The world's largest wealth manager won investor praise for slimming down its investment bank and increasing its focus on the traditionally more stable business of looking after the assets of the world's wealthy after the financial crisis.
However, even this business was not immune to rocky markets at the start of 2016, which has led to many banks posting sharp revenue drops as their clients traded and invested less.
UBS said net profit for the first three months of 2016 fell 64 percent to 707 million Swiss francs (508.56 million pound) which while largely in line with the average estimate of 704 million francs in a Reuters poll of five analysts, was down from 1.98 billion francs in the same quarter last year.
Shares in the bank fell 8.3 percent by 1414 GMT, underperforming other European banks (SX7P).
The profit drop was exacerbated by the year-earlier comparison period being unusually strong when earnings were helped by a surge in foreign exchange dealing after the Swiss National Bank axed its currency cap.
UBS aims to return at least half its profits to shareholders if it maintains capital reserves equal to at least 13 percent of risk-weighted assets under global rules.
Its common equity tier 1 capital ratio was 14 percent at the end of March, down from 14.5 percent at the end of 2015.
The dividend is seen as one of the main attractions to holding UBS shares and the bank said it plans to pay an ordinary dividend of 0.60 francs per share and a special dividend of 0.25 francs per share for 2015.
"Looking at today's results and outlook, it might be less realistic to expect an increase in the dividend," Vontobel analyst Andreas Venditti, who rates the stock "buy", said.
Chief Executive Sergio Ermotti told analysts that the priority was to protect the "baseline" dividend and implement a progressive dividend policy, but that UBS needed to see how market conditions developed.
WEALTH MANAGEMENT CUTS
UBS also ramped up efforts to hit a 2.1 billion franc cost savings target by the end of 2017.

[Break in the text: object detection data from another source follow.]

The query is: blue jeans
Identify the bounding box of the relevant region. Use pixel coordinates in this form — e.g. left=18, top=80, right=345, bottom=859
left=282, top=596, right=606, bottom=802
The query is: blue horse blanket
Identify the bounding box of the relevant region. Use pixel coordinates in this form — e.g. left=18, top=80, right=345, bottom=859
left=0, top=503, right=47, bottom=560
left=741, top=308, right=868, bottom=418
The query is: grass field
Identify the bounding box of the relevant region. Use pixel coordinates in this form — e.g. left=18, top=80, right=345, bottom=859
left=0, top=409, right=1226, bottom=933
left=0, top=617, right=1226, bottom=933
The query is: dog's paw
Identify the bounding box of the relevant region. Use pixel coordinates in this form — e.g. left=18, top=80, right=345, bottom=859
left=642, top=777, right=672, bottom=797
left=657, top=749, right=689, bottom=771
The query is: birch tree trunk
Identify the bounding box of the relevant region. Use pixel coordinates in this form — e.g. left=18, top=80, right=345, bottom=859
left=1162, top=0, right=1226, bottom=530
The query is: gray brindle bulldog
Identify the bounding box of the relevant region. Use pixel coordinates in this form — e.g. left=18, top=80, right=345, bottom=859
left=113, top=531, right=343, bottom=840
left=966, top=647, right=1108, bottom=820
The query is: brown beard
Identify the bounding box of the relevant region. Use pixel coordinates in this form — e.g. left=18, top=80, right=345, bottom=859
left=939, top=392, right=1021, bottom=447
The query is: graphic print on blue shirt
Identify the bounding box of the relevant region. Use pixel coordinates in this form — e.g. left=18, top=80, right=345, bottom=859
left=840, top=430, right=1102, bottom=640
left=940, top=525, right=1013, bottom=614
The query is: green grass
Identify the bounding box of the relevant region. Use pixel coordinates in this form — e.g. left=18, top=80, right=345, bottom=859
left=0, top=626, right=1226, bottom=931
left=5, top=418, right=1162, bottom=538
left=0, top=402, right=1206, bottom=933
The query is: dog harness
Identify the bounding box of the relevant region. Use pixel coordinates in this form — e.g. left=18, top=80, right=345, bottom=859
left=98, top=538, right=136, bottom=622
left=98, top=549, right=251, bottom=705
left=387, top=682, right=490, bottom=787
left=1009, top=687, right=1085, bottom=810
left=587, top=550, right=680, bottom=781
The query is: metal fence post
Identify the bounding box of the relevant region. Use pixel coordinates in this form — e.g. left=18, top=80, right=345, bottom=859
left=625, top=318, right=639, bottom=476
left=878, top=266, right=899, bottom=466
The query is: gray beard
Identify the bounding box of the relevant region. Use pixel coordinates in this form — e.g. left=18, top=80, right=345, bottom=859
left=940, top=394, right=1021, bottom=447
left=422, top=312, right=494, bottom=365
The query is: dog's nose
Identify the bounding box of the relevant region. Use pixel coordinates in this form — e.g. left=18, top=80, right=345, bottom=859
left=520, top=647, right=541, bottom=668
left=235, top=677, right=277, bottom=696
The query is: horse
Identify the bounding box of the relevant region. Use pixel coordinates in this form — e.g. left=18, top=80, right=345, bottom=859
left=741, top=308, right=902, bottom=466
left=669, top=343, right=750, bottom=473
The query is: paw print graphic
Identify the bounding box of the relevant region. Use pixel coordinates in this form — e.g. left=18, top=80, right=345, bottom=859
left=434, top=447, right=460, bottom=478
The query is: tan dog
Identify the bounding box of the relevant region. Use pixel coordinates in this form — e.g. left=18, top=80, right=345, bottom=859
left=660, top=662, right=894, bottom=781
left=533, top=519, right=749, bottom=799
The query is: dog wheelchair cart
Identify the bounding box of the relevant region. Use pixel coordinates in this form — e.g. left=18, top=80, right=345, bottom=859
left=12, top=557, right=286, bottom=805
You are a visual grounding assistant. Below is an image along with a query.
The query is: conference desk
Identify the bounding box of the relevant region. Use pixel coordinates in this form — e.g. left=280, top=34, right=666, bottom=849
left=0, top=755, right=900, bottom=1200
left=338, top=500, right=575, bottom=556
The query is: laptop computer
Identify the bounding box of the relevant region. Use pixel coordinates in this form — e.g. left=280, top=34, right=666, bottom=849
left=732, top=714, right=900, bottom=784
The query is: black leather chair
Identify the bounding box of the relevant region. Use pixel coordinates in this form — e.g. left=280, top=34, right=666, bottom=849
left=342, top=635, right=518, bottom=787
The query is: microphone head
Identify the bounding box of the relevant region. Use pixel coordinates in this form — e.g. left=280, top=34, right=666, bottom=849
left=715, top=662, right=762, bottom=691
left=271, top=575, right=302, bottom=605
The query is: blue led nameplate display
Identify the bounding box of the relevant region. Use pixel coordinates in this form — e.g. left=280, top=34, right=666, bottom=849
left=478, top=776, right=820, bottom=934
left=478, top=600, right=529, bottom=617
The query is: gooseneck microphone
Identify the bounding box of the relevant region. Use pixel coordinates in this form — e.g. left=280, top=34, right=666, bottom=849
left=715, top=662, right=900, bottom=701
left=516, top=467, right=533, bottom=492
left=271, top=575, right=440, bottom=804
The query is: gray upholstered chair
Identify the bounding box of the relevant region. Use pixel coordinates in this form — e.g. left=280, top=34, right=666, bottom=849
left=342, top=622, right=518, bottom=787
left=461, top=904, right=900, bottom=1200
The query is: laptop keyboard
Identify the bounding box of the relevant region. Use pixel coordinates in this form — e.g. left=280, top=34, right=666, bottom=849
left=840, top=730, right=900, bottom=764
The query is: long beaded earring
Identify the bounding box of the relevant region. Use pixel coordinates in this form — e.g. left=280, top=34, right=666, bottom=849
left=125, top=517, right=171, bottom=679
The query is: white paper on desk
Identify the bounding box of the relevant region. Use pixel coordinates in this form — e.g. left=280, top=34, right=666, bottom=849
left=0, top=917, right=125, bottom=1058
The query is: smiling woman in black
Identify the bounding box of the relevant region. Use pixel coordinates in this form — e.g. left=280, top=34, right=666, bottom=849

Wealth management head Juerg Zeltner told staff UBS would implement a new structure to cut costs in the division, which posted adjusted first-quarter pre-tax profit of 636 million francs, down from 856 million francs a year ago.
"What is good enough today is not going to be good enough tomorrow – we must do things better and faster," Zeltner said in a memo seen by Reuters.
The savings will partly come through a streamlining of the division's back office.
One bright spot in the results was the 29 billion francs in net new money from UBS's two private banking businesses, the highest such figure for a first quarter since 2008.
The measure is viewed as an important indicator for future revenue in wealth management. A net outflow of client assets at the end of 2015, largely due to withdrawals from Europe and some emerging markets, had raised some concerns.
New assets were boosted by Asia Pacific inflows as well as advisors hired from Credit Suisse (SIX:CSGN) bringing clients to UBS.